How to prepare for an ACAT assessment
What is ACAT and how do I arrange an assessment?
An ACAT assessment is an assessment that takes place with the Aged Care Assessment Team (ACAT) member. The ACAT member is a skilled health professional in this area. The assessment is independent and client focused, and is intended to be a holistic assessment. The ACAT assessment will take place to determine the level of care that best meets your current needs. If you feel that you’re requiring support in the home, or that you’re not managing at home, make an appointment with your G.P. to discuss this. You can also call My Aged Care on 1800 200 422 to arrange an assessment at no cost to you.
Getting ready for the ACAT assessment
After the referral to My Aged Care, a team member will be in contact with you to arrange a suitable meeting time, typically taking place at your home. Unfortunately, this can take some weeks to arrange, therefore do your best to get in contact with My Aged Care as soon as you feel that your care needs have changed.
When you agree on a time to have the assessment and develop a support plan, make sure that you allow approximately 60 to 90 minutes for the assessment. Choose a comfortable spot to sit in your home during the assessment, such as the lounge room.
To prepare for your ACAT meeting you’ll need your Medicare card number. It’s also a good idea to have the details of your G.P. and any other health professionals whose care you’re under. Also make a list of any support that you currently have in place, such as “Meals on Wheels,” or cleaning services.
What to expect during the ACAT assessment
The purpose of an ACAT assessment is to develop a support plan with the assessor. This support plan will be the record of your meeting and will include much information regarding your health and wellbeing.
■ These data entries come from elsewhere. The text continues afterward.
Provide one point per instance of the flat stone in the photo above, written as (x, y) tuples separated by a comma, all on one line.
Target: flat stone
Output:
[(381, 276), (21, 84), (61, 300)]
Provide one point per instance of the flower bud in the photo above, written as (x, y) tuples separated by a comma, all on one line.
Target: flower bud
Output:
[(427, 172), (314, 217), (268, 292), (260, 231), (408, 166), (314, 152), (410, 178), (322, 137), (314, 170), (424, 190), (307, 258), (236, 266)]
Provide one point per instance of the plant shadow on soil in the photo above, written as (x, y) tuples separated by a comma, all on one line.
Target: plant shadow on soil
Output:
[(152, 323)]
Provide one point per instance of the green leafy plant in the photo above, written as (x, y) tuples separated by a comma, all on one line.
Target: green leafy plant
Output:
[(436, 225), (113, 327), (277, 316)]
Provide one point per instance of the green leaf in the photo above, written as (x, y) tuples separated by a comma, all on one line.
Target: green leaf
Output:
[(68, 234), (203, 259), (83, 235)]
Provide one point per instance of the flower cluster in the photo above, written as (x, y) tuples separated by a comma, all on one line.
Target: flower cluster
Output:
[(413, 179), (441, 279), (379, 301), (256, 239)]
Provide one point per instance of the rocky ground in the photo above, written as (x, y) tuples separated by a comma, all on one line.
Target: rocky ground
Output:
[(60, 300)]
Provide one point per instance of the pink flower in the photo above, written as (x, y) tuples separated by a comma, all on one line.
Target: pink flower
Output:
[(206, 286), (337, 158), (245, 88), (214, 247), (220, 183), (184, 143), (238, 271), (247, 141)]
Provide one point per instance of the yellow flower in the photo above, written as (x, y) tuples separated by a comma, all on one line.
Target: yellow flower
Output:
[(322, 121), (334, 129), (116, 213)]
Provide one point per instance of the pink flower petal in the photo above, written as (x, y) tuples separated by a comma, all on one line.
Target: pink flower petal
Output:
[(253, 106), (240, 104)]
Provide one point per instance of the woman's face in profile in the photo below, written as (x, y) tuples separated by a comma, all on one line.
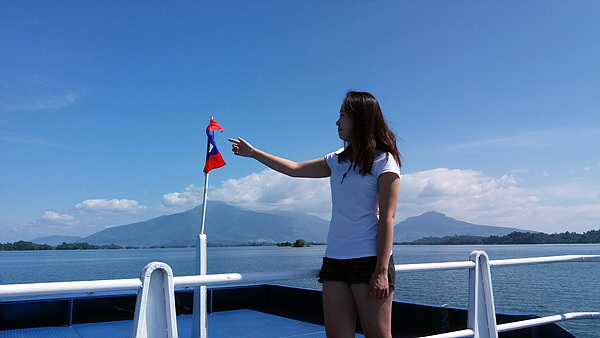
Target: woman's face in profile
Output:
[(345, 125)]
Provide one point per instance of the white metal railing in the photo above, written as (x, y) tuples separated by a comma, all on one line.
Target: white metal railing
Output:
[(481, 317)]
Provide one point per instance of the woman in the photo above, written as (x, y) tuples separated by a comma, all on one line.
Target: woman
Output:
[(358, 273)]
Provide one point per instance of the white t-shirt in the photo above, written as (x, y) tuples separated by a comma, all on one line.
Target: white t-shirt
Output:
[(355, 206)]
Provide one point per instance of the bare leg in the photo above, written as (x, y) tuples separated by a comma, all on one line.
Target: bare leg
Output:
[(339, 309), (375, 316)]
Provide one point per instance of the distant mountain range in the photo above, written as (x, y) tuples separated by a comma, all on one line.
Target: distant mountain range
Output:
[(229, 225)]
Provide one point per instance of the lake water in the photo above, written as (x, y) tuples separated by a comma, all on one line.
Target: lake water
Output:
[(543, 290)]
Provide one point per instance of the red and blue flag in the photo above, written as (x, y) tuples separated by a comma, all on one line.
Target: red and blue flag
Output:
[(213, 156)]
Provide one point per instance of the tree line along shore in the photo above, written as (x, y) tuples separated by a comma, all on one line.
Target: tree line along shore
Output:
[(589, 237)]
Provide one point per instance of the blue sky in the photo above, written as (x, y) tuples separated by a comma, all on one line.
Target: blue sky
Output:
[(103, 106)]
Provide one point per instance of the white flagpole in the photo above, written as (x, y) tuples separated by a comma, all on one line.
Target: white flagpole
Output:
[(204, 201), (199, 316)]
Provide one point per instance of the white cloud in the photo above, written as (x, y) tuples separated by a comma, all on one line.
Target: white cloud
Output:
[(51, 216), (34, 92), (189, 198), (110, 206), (270, 190), (466, 195)]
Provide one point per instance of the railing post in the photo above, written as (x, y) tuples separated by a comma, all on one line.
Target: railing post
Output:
[(199, 325), (155, 305), (482, 312)]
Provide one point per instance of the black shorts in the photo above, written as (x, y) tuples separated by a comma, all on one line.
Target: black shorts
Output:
[(354, 271)]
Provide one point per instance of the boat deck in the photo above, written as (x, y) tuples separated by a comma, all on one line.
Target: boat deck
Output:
[(235, 323), (242, 311)]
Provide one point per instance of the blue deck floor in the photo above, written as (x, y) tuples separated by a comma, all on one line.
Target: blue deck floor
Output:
[(237, 323)]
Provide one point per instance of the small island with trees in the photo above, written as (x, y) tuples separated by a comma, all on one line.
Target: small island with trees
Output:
[(300, 243)]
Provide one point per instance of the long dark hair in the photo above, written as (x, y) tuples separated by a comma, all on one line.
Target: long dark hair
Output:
[(370, 132)]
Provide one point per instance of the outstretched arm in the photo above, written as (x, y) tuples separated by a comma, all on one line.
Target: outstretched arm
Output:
[(313, 168)]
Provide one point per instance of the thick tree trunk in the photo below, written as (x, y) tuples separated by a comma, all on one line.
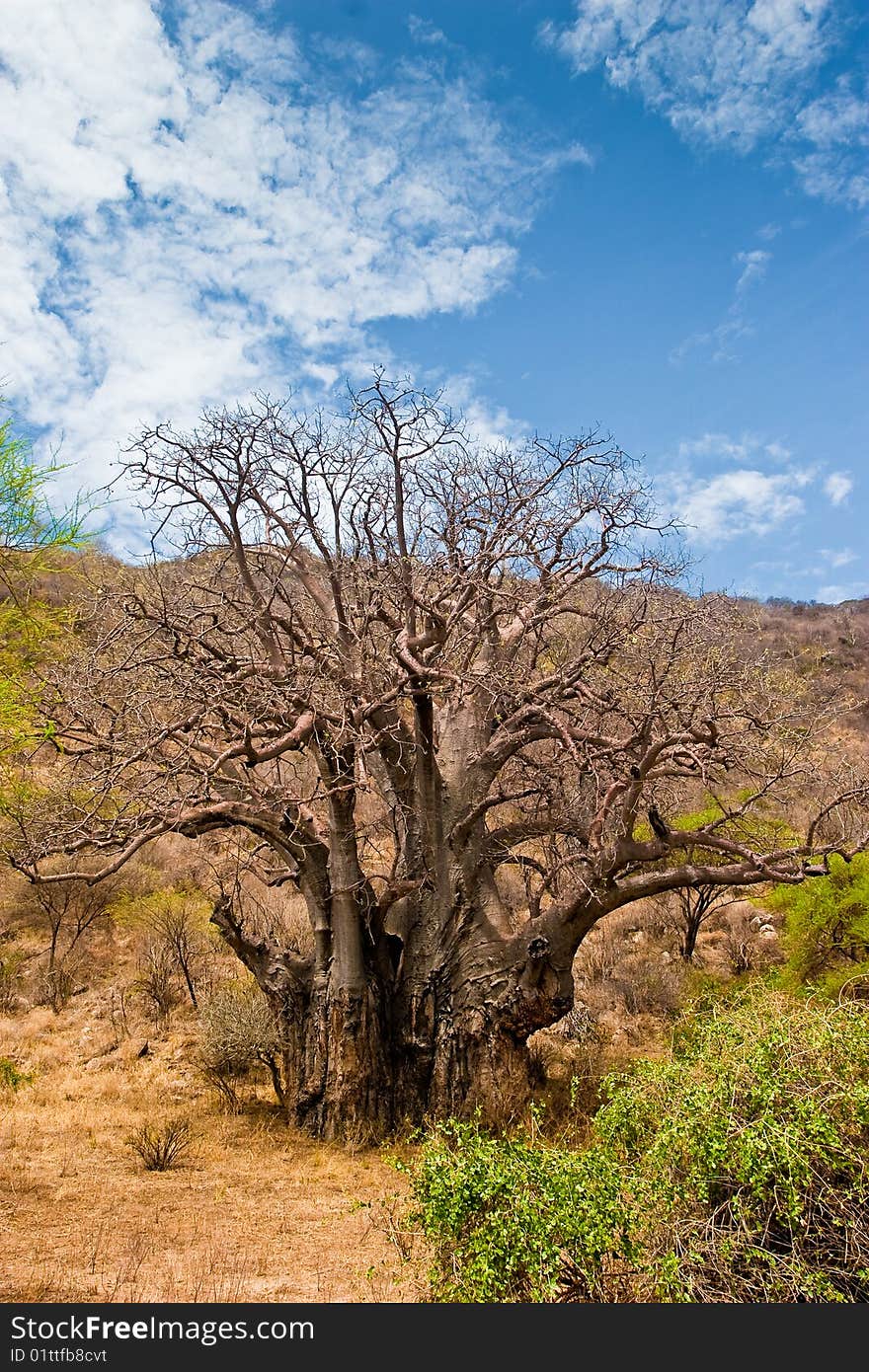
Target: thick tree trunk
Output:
[(443, 1033)]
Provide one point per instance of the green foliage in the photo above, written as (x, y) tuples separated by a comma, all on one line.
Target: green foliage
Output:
[(503, 1213), (11, 1076), (734, 1171), (32, 539), (758, 825), (827, 926)]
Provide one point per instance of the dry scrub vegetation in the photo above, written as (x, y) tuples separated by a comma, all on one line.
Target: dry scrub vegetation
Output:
[(253, 1210)]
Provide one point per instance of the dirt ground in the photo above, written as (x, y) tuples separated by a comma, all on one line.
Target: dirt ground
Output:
[(256, 1213)]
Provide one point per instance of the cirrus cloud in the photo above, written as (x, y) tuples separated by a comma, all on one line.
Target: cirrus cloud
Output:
[(735, 73), (194, 206)]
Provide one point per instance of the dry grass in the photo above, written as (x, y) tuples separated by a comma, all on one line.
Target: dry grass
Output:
[(259, 1213)]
The support plan will include your strengths, your difficulties and needs, your goals and much more. It will also address any preferences that you may have for services/ care. To determine the services that best meet your current status, the assessor will enquire about your current health status as well as your health history and medical history. They will ask you about your current needs that you need support for, including your social needs. Remember, it’s a holistic assessment. The assessor will want to know any physical limitations that you may have, and what your current mental health status is too. Be sure to bring up any other current needs that you may require support for too. For example, you may be struggling to manage your finances, or you may have recently relinquished your driver’s licence. There is no right or wrong issue to bring up during the assessment.
You will have the opportunity to express your goals and needs during the meeting/ assessment too. Before the assessment takes place, you’ll probably think of so many matters that you’re concerned about in regards to your health and wellbeing. The best way to ensure that you don’t forget to bring these matters up is to make a list. Every time you think of something that you’re unsure about or that you’d like to discuss, jot it down. This can include topics such as what you’re needing assistance with, what your health concerns are, and any activities that you’re struggling with at present. You could raise any safety concerns that you have as well.
A Support Person during the ACAT assessment
The idea of being assessed by the ACAT member can be overwhelming. The notion that you’re in need of aged care support services is a big deal to get your head around, and you might feel more comfortable having a support person with you when you have the assessment. This will give you a sense of calm and support. You could have your spouse, your children, another family member, a friend or even a health professional such as a community nurse with you during your assessment.
Future planning and ACAT
Although the assessment will be based on your current circumstances, your future care needs are important too. If you feel like you can still do certain tasks, but they’re becoming increasingly difficult, be sure to mention that too. Future planning is equally as important when looking at your health care needs and goals.
After the Assessment
Once your ACAT assessment is done, the assessor makes a formal decision about your current needs. Within a matter of weeks following your ACAT meeting, you’ll receive a letter from My Aged Care with the outcome of the assessment. This letter will outline the services that you’ve been approved for. The services that you can receive approval for include the following:
- Residential Aged Care
- Home Care Package Level 1, 2, 3, or 4.
- Residential Respite Care
- Respite Care
- Short-term restorative care
- Transition care
Questioning the outcome of your ACAT assessment
When you receive your letter of approval from My Aged Care, you might be surprised by the outcome. If so, you can reject an ACAT recommendation.
Talk with the assessor initially to see if you’re able to resolve your concerns. This is usually the best way to reach a resolution.
In some cases a resolution can’t be reached, and you then have the right to appeal the decision. You can do this by writing a letter that outlines your concerns to the Secretary of the Australian Government Department of Health. You have 28 days from the date of the letter of approval to appeal the decision.